Sure, I have fond memories of the Gil Gerard Buck Rogers movie and TV show, and as a kid I loved the so-bad-it’s-good Flash Gordon movie with the Queen soundtrack.
And if you haven’t read it, the novel version of 2001 — which was actually a short story in 1948 but came out in novel form after the movie — is actually a lot more optimistic than what Kubrick did with it. And by the way, Kubrick’s version is incredible, although not the kind of movie I run back to very often. Too ominous.
For my money, the best prose-to-visual translation of sci-fi begins and ends with Blade Runner, from Philip K. Dick’s Do Android’s Dream of Electric Sheep?
The next question becomes … which version of Blade Runner?

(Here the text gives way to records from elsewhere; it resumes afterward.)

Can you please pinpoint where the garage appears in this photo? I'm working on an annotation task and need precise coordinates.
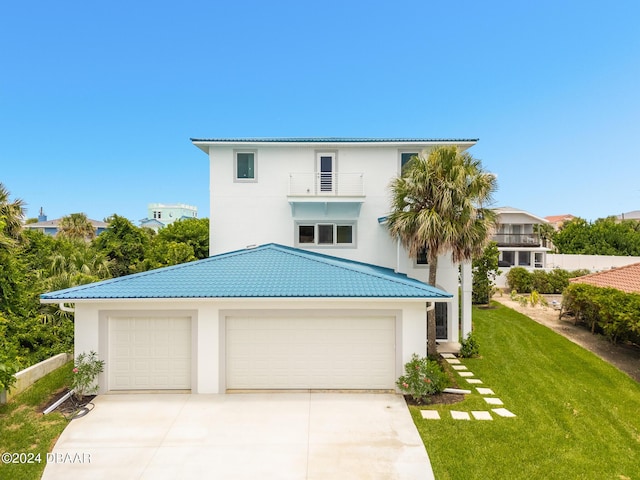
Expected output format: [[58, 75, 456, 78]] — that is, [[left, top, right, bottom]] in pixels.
[[225, 312, 397, 390], [108, 316, 191, 390]]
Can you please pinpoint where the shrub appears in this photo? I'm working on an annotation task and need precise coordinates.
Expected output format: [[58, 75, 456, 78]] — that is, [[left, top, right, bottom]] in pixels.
[[72, 351, 104, 398], [507, 267, 532, 293], [460, 332, 480, 358], [507, 267, 590, 294], [562, 283, 640, 343], [396, 353, 448, 404]]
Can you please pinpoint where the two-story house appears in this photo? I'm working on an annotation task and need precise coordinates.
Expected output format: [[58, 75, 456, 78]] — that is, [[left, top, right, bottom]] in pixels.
[[41, 138, 476, 393], [140, 203, 198, 232], [492, 207, 549, 287], [192, 138, 477, 343]]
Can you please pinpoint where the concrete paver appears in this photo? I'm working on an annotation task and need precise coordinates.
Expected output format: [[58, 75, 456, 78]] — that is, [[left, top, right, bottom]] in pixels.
[[42, 392, 434, 480]]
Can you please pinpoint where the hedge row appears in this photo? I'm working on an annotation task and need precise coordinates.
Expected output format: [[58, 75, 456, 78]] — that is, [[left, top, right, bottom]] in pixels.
[[561, 283, 640, 345], [507, 267, 590, 293]]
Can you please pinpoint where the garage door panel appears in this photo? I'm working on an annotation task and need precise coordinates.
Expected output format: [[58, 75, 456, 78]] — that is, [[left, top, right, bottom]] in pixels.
[[226, 315, 395, 389], [109, 317, 191, 390]]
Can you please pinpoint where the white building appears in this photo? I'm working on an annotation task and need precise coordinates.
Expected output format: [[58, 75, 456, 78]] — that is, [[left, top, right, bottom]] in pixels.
[[192, 138, 477, 343], [492, 207, 549, 287], [41, 139, 475, 393], [140, 203, 198, 232]]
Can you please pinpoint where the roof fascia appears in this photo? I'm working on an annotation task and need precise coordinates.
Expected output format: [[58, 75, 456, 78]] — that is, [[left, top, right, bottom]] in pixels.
[[40, 295, 453, 305]]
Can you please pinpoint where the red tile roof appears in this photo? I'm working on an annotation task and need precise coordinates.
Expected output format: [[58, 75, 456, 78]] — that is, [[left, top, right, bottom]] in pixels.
[[569, 263, 640, 293]]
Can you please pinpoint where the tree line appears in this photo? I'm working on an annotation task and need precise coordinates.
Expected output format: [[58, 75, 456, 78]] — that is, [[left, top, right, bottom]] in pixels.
[[0, 183, 209, 382], [538, 217, 640, 256]]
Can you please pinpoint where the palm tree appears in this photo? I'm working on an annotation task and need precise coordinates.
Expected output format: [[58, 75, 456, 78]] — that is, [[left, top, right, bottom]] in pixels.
[[58, 213, 96, 240], [0, 182, 25, 249], [388, 146, 497, 357]]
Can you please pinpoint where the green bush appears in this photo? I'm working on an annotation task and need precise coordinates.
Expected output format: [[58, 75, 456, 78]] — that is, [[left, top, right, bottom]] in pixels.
[[507, 267, 532, 293], [460, 332, 480, 358], [72, 351, 104, 399], [562, 283, 640, 344], [396, 353, 449, 404], [507, 267, 590, 294]]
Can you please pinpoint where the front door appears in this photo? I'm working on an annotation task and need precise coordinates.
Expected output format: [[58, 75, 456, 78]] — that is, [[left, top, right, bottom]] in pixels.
[[318, 153, 336, 193]]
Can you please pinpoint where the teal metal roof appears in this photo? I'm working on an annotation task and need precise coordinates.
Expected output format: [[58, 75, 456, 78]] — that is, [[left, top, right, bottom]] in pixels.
[[40, 243, 452, 303], [191, 137, 478, 143]]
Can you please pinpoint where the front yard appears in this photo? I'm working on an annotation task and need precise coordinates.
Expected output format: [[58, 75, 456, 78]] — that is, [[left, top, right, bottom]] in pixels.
[[0, 362, 73, 480], [410, 306, 640, 480]]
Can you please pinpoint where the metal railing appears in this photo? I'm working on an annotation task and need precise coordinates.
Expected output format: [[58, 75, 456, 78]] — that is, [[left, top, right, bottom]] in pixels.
[[491, 233, 541, 247], [289, 172, 364, 197]]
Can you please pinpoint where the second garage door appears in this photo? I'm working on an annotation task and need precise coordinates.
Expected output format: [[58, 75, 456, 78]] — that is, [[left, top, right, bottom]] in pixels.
[[108, 317, 191, 390], [226, 315, 396, 389]]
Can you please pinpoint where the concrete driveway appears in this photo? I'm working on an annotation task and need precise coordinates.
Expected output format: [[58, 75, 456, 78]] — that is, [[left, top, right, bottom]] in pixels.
[[42, 392, 434, 480]]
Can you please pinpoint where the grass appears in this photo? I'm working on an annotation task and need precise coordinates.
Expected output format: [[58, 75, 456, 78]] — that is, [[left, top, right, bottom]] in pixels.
[[410, 306, 640, 480], [0, 362, 73, 480]]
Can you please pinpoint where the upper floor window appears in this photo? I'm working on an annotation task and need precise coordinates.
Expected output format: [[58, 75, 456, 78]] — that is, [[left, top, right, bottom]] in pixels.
[[416, 248, 429, 265], [234, 151, 258, 182], [400, 152, 418, 175], [296, 222, 355, 246]]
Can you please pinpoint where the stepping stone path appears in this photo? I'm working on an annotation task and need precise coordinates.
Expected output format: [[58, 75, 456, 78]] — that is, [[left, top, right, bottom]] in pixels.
[[420, 353, 516, 420]]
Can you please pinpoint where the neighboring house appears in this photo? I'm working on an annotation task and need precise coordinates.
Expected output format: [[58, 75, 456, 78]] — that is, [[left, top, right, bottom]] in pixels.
[[41, 138, 476, 393], [140, 203, 198, 232], [23, 213, 109, 237], [569, 263, 640, 293], [492, 207, 549, 287], [616, 210, 640, 221]]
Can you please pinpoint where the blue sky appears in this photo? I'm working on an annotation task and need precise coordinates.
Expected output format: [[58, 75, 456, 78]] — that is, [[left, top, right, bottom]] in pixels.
[[0, 0, 640, 221]]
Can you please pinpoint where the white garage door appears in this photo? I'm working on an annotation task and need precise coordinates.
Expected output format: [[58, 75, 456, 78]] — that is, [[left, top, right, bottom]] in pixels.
[[226, 315, 396, 389], [107, 317, 191, 390]]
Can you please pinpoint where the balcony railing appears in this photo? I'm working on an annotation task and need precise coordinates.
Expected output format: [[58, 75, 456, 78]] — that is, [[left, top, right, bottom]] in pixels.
[[289, 172, 364, 197], [491, 233, 541, 247]]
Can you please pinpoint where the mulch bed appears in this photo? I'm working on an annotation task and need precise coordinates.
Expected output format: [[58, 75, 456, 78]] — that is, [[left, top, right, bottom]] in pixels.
[[404, 393, 464, 407]]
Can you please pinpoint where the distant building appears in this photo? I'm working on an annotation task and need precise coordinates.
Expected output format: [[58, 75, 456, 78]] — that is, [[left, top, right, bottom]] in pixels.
[[23, 208, 109, 237], [616, 210, 640, 221], [140, 203, 198, 232]]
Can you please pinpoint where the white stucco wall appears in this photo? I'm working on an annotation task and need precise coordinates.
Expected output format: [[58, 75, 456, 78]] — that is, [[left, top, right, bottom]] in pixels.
[[209, 143, 471, 342], [75, 299, 438, 393]]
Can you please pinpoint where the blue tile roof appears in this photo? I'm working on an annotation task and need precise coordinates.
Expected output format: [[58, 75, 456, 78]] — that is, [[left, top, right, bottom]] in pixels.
[[191, 137, 478, 143], [40, 243, 452, 303]]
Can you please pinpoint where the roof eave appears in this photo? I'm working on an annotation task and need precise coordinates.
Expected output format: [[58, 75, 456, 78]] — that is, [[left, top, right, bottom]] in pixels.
[[40, 295, 453, 305], [191, 138, 479, 153]]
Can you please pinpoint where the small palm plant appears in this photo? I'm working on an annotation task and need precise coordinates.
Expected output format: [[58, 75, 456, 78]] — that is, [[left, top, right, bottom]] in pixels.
[[72, 350, 104, 400]]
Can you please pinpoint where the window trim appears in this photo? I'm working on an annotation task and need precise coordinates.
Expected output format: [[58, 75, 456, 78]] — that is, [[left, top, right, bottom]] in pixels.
[[413, 248, 429, 268], [293, 220, 357, 248], [233, 148, 258, 183], [398, 149, 420, 175]]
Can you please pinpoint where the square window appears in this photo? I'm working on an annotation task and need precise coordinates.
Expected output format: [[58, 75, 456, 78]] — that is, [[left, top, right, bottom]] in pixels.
[[298, 225, 316, 243], [502, 252, 516, 266], [336, 225, 353, 243], [416, 248, 429, 265], [236, 152, 256, 180], [400, 152, 418, 173], [518, 252, 531, 267], [318, 224, 333, 245]]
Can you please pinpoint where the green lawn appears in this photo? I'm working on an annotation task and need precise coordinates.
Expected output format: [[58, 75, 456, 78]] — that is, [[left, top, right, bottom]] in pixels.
[[0, 362, 73, 480], [410, 306, 640, 480]]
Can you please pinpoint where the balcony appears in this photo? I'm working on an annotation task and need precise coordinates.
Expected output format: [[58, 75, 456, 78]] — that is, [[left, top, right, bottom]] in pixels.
[[491, 233, 542, 247], [288, 172, 364, 197]]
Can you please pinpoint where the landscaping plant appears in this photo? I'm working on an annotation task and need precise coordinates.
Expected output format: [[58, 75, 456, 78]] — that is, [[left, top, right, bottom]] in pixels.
[[396, 353, 449, 404], [460, 332, 480, 358], [72, 351, 104, 399]]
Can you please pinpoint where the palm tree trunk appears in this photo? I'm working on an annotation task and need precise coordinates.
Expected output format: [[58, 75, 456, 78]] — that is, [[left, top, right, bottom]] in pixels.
[[427, 255, 438, 359]]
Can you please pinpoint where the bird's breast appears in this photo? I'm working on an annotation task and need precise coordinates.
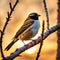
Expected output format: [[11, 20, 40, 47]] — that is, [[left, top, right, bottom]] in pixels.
[[32, 20, 40, 35]]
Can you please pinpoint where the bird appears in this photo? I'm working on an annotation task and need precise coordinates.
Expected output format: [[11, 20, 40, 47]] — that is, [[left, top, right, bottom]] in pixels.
[[5, 12, 41, 51]]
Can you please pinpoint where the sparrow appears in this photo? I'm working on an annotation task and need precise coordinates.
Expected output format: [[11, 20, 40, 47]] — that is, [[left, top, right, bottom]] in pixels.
[[5, 13, 41, 51]]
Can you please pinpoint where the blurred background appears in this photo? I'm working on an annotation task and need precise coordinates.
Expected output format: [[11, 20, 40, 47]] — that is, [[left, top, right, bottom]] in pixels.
[[0, 0, 58, 60]]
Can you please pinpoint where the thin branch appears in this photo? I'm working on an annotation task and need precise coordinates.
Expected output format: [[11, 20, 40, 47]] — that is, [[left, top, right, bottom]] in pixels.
[[36, 21, 45, 60], [43, 0, 49, 30], [6, 23, 60, 59], [0, 0, 19, 59]]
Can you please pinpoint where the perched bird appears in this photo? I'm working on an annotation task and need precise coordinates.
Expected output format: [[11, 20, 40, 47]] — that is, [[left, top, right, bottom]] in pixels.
[[5, 13, 40, 51]]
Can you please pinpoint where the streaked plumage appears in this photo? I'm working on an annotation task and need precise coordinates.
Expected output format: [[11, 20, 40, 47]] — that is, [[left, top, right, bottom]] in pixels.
[[5, 13, 40, 51]]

And my answer is … all of them.
They each have their subtle distinctions, and I’m not going to get into those now, but as a stand-alone, 2-hour movie, I just love the atmosphere, the noir tone, and the underlying question of what it means to dream.
And rarely has Harrison Ford been better.
It’s the kind of movie — and role — where I wish there had been an entire detective series of movies, with Harrison Ford essentially playing Humphrey Bogart, only in a hardcore, sci-fi setting.
There are plenty of other great sci-fi movies, but when we’re talking adaptations, for me … it’s all about Blade Runner.
I’ll never look at origami the same way again …
I love Blade Runner, but to this day I want to know the in-universe reason why replicant-killers are called Blade Runners in the first place. (The real-world version, of course, being that they had the rights to an unrelated work of that name, plus it sounds cool.) I remember first reading a passing reference to the upcoming film in some Starlog article about Harrison Ford, and assuming it would have something to do with smuggling swords.